HRT For Men
- Posted on: May 9 2017
The waiting room at the Masters Men’s Clinic (tagline: Vitality for Life) looks like a pro shop: charcoal etchings of golfers in silhouette, glass-encased displays of duffer paraphernalia. The day I go, the fairway-green leather sofas are occupied by a burly bald fellow in a rugby shirt, a lanky nebbish in his thirties, a rail-thin oldster with flyaway gray hair, and a shaggily bearded man who looks as though he’s descended from the mountains following a protracted cougar hunt.
They’re here to see Dr. Lawrence Komer, medical director of one of the few clinics in North America (it’s in a medical office building in Burlington, Ontario, near Toronto) dedicated to andropause — the male counterpart to menopause — and an authority on hormone-replacement therapy. He specializes in testosterone replacement therapy, testosterone being the hormone in men that usually needs replacing. A man’s testosterone is in definite decline by the time he hits thirty, and he’ll surrender about 1 percent of his total production yearly from that point on.
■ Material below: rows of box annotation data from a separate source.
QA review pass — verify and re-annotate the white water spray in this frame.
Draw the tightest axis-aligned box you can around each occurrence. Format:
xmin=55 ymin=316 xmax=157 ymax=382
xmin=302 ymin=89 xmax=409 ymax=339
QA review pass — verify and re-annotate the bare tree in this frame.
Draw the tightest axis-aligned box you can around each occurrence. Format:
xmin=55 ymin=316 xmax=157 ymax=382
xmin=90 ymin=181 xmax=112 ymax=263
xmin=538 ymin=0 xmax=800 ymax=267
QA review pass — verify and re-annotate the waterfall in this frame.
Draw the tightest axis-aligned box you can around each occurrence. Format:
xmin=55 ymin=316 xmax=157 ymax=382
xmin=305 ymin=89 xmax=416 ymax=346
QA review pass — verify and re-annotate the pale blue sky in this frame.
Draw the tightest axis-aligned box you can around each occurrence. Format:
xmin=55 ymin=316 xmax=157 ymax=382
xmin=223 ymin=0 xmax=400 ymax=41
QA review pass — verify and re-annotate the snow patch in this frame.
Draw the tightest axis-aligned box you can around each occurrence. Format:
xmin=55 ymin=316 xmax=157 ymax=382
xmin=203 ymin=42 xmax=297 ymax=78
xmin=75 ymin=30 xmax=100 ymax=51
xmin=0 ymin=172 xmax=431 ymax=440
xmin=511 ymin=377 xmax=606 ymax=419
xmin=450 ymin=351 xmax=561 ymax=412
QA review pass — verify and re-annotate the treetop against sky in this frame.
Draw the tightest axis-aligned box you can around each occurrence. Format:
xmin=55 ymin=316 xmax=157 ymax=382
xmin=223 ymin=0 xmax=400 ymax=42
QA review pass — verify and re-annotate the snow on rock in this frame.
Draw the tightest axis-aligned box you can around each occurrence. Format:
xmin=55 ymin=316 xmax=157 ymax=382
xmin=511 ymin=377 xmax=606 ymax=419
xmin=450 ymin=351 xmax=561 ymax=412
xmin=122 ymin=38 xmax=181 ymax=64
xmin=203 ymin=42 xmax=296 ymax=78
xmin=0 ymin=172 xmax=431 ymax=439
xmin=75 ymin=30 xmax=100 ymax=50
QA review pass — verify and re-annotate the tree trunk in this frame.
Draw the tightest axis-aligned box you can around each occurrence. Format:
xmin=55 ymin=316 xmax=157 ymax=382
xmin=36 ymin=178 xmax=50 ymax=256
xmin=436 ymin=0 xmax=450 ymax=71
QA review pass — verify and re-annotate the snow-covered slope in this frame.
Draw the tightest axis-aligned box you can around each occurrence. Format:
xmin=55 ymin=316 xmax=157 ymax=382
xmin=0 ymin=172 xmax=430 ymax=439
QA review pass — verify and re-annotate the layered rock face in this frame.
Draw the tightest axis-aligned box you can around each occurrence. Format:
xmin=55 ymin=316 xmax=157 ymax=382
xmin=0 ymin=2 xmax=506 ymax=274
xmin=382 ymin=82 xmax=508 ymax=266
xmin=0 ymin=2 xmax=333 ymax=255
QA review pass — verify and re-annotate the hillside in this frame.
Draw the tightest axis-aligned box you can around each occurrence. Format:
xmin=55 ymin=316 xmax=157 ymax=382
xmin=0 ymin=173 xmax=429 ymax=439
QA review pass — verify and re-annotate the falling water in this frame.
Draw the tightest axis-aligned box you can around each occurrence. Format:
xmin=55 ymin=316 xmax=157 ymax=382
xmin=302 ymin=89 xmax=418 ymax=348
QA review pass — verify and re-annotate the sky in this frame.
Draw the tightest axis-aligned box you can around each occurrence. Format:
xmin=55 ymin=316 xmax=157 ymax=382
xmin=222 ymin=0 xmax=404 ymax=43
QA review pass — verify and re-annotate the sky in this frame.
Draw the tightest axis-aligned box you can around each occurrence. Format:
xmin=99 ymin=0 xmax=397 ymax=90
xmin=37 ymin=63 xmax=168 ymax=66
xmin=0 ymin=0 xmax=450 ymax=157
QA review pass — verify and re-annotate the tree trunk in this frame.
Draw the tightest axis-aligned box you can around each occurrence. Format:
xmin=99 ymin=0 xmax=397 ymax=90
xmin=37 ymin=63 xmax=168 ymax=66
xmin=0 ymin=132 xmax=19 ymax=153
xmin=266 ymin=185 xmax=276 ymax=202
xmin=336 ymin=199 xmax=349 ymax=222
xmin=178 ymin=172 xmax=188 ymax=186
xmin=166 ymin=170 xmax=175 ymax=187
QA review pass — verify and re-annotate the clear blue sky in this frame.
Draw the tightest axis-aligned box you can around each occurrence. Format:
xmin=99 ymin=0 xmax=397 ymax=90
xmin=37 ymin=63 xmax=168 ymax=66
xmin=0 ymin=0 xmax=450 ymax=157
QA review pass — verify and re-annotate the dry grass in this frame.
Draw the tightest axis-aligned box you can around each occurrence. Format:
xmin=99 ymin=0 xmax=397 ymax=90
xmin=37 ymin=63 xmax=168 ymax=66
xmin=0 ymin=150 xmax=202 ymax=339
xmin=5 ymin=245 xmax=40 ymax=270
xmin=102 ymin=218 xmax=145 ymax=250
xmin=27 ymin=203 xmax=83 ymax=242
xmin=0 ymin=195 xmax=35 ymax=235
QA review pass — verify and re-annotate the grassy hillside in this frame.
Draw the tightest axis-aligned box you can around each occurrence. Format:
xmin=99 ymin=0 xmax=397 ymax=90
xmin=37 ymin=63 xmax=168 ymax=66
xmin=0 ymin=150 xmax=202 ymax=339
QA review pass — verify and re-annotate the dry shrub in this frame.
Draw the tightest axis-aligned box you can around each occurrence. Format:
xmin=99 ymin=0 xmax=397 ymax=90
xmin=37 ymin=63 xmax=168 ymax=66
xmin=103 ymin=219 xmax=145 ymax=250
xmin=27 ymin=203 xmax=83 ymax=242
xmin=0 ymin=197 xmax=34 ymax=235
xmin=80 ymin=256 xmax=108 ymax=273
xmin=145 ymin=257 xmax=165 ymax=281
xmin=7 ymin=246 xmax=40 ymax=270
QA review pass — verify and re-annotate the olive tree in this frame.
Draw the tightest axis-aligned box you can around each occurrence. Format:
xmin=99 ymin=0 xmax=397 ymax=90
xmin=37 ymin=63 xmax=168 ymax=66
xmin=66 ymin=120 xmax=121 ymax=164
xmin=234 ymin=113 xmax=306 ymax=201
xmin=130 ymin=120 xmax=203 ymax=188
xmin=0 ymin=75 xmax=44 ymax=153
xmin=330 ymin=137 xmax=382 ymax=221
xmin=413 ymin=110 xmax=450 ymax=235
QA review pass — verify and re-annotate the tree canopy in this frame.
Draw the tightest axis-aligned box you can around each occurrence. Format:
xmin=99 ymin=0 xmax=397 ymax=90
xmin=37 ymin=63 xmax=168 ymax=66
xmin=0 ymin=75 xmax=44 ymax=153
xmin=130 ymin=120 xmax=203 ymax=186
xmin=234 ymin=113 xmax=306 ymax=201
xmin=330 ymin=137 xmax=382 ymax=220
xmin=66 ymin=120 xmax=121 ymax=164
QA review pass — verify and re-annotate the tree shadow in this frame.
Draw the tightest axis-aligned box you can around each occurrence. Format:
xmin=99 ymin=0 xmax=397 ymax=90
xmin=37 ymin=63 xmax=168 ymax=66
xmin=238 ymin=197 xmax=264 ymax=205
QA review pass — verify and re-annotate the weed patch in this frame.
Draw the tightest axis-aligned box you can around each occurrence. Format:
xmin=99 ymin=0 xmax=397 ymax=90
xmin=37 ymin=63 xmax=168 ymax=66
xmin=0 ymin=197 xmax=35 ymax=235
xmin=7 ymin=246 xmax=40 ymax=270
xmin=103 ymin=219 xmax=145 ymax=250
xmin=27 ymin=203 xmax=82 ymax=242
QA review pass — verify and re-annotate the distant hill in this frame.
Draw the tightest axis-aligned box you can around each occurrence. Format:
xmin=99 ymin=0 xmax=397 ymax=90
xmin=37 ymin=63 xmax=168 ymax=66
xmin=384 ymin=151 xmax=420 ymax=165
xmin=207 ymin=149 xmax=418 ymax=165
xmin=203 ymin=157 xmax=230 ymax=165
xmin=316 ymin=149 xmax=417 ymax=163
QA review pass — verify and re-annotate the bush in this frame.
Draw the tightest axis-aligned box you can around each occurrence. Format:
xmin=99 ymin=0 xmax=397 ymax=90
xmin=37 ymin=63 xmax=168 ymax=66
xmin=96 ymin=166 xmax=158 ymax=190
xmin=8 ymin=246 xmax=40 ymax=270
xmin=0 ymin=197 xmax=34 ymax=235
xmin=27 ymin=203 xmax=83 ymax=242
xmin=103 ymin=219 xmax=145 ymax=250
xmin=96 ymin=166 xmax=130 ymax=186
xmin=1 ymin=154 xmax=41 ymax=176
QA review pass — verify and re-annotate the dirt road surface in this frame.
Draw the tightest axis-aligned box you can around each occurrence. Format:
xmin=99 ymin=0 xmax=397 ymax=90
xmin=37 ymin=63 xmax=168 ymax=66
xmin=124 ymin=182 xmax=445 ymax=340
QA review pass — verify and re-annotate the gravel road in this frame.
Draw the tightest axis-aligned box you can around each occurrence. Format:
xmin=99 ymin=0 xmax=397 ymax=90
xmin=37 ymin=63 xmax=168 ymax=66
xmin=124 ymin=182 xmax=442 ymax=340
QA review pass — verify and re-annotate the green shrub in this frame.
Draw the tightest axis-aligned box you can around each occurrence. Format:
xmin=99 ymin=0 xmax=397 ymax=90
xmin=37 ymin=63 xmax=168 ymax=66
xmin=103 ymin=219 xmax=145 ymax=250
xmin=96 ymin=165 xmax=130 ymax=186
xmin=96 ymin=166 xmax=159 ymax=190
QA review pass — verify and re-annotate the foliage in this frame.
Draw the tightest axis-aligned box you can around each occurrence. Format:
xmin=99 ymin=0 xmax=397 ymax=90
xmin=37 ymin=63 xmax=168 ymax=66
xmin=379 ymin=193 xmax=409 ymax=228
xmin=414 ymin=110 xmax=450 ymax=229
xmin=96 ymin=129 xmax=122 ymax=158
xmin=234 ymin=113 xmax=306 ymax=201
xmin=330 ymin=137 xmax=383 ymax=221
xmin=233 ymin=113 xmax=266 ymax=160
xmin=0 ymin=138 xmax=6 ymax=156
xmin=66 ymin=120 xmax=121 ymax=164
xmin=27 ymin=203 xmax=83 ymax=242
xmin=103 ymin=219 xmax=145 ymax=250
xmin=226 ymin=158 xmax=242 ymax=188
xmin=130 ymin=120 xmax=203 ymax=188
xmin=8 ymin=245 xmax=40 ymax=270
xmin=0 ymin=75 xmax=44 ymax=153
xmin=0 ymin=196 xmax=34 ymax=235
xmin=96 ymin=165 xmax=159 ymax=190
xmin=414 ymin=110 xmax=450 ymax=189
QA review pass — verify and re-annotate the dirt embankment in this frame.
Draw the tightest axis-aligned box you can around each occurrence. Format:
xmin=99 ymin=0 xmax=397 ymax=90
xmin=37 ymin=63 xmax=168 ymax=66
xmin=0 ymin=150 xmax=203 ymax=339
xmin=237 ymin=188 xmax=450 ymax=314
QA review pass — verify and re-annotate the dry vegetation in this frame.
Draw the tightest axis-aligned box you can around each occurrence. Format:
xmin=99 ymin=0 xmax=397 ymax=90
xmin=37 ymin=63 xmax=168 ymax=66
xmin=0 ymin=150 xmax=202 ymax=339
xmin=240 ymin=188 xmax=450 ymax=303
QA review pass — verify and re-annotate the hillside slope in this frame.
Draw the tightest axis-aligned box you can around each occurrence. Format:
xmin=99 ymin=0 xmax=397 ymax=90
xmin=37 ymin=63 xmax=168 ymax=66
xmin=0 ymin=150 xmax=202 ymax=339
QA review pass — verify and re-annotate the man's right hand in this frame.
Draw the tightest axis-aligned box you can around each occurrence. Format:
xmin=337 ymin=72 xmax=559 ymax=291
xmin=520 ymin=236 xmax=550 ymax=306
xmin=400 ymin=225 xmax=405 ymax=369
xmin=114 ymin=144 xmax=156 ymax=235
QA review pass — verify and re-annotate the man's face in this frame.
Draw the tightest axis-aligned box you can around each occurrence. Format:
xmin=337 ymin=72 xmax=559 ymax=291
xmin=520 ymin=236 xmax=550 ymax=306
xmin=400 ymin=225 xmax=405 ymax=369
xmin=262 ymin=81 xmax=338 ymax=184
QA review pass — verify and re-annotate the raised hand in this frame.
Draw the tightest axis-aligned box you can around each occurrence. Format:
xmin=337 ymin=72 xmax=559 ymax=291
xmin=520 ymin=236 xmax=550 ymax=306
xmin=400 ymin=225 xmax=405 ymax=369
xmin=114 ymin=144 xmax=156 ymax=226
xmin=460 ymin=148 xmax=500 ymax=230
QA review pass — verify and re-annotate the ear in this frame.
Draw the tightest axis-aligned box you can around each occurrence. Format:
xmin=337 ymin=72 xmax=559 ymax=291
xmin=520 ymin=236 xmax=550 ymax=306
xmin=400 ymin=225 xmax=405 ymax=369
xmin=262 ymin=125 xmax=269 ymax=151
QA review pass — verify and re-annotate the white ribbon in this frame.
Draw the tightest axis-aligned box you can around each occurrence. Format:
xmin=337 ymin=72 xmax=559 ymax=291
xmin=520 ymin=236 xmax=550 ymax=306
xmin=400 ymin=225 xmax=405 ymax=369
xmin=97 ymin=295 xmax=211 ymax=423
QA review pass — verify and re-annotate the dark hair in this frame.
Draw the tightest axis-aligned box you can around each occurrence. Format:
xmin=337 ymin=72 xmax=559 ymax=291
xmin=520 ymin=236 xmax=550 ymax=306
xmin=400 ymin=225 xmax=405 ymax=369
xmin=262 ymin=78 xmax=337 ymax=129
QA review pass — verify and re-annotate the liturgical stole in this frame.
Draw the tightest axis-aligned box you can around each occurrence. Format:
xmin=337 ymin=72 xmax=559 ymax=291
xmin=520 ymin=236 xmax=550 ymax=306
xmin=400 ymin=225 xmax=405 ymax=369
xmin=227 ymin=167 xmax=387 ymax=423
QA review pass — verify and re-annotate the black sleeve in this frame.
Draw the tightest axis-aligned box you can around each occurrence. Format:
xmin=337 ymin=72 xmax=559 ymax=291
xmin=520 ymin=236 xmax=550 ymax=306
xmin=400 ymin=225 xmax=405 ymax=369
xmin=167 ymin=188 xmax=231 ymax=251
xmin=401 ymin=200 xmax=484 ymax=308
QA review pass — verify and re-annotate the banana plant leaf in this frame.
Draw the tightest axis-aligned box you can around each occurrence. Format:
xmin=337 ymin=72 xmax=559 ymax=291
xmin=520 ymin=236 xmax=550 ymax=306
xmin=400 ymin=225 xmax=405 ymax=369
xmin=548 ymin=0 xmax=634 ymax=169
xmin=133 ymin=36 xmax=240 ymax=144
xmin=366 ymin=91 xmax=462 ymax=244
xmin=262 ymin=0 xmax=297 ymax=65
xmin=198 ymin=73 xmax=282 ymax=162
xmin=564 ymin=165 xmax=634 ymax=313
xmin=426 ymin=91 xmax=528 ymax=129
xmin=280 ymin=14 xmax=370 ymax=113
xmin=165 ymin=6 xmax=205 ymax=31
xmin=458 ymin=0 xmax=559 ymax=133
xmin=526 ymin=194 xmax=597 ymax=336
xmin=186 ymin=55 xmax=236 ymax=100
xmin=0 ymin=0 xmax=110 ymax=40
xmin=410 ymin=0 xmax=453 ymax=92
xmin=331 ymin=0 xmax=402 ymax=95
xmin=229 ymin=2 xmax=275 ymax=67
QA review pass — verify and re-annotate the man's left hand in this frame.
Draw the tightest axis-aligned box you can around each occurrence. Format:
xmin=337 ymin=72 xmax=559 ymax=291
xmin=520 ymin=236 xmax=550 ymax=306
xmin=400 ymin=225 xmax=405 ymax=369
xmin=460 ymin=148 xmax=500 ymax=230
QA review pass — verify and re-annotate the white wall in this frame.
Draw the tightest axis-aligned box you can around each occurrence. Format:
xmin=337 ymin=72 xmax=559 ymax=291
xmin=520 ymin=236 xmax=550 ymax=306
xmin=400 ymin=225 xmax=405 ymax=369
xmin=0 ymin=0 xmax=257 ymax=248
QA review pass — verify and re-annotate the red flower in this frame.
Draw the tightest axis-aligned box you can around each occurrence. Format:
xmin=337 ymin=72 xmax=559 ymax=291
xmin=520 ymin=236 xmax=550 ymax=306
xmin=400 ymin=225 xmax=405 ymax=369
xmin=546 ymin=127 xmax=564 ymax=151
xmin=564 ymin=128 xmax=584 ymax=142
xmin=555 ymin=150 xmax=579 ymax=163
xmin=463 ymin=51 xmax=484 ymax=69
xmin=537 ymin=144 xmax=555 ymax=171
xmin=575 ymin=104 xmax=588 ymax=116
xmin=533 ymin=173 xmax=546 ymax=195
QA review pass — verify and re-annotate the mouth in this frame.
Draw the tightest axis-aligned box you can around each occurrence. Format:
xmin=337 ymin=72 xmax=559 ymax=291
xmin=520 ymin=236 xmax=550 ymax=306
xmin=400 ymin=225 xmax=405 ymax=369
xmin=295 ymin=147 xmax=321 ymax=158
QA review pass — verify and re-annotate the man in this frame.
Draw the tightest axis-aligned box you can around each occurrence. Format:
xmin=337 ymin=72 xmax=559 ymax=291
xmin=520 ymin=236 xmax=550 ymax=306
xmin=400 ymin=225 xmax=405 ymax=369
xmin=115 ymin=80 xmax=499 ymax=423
Ask yourself: When was the last time you had a truly good night’s sleep? Do you struggle to find the mental acuity that once came pretty effortlessly? When’s the last time you woke up with an antic erection fluttering against your thigh? Some doctors might immediately turn to drugs that would treat these problems symptom by symptom — sleep medication, depression medication, psychostimulants, impotence drugs. But to Komer and other doctors who advocate hormone therapy, these problems can be signs of a simple hormone deficiency. And so that, quite logically, is the symptom they treat.